An aggregate of up to 5,747,127 Units may be issued pursuant to the Offering, which number shall increase to an aggregate of up to 6,609,196 Units if the Over-Allotment Option is exercised by the Company in full, in connection with closing. The Issue Price was set by way of confidential price protection request made on July 28, 2025. Completion of the Offering remains subject to the Issue Price receiving disinterested shareholder approval by written consent pursuant to section 4.6(2)(a)(ii) of CSE Policy 4. There will be no insider participation in the Offering. The securities issued pursuant to the Offering will be subject to a hold period expiring four months and one day after closing of the Offering.
The net proceeds of the Offering will be used for development of AI Agents, validator hardware acquisitions, acquisitions of digital currencies, research & development and marketing, repayment of existing accounts payable, investor relations expenditures, working capital requirements and other general corporate purposes. As disclosed in the August 14th news release, the Company intends to use the net proceeds of the Offering to acquire a portion of the up to $500,000 in digital assets and to fund a portion of the costs of the marketing services described in that news release. The Company retains the right to raise up to an additional $5 million on a private placement basis through the issuance of units, with such financing being priced in the context of the market and subject to applicable stock exchange policies at the relevant time.

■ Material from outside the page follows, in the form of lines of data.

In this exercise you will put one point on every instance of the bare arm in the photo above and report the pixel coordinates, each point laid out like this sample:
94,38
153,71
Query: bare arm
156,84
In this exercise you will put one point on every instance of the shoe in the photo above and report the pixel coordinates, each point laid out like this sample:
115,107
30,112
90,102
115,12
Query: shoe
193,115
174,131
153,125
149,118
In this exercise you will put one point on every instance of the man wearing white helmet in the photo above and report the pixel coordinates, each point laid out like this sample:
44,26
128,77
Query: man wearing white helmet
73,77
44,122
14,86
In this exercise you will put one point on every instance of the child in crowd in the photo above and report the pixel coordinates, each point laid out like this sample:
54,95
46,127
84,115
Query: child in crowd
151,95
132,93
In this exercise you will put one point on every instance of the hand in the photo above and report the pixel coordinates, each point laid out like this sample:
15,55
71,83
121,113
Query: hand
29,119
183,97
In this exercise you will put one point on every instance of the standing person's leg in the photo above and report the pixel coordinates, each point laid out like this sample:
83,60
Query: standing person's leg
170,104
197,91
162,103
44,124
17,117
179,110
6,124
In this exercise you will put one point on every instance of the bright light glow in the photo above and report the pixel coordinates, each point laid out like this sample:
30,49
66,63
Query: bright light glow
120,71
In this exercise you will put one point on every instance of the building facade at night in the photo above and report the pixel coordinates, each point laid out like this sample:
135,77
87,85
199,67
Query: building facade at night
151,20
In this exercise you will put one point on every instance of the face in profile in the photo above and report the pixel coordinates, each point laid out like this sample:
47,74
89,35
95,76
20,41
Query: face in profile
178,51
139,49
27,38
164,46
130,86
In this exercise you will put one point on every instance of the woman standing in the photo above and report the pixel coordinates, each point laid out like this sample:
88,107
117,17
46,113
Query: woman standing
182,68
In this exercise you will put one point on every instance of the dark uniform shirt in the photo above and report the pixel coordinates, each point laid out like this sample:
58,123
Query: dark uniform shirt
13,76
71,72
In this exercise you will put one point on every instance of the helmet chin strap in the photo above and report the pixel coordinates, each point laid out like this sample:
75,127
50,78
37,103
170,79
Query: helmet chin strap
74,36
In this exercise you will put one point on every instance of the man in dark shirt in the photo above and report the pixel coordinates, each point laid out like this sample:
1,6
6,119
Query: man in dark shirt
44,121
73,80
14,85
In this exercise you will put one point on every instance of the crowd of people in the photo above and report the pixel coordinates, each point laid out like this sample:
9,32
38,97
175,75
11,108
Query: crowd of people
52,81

This news release does not constitute an offer to sell or a solicitation of an offer to buy any of the securities in the United States. The securities offered have not been and will not be registered under the United States Securities Act of 1933, as amended (the "1933 Act"), or any state securities laws and may not be offered or sold within the United States or to or for the account or benefit of a U.S. person (as defined in Regulation S under the 1933 Act) unless registered under the 1933 Act and applicable state securities laws or an exemption from such registrations are available. No public offering of securities is being made in the United States. This press release shall not constitute an offer to sell or the solicitation of an offer to buy, nor shall there be any sale of these securities, in any jurisdiction in which such offer, solicitation or sale would be unlawful.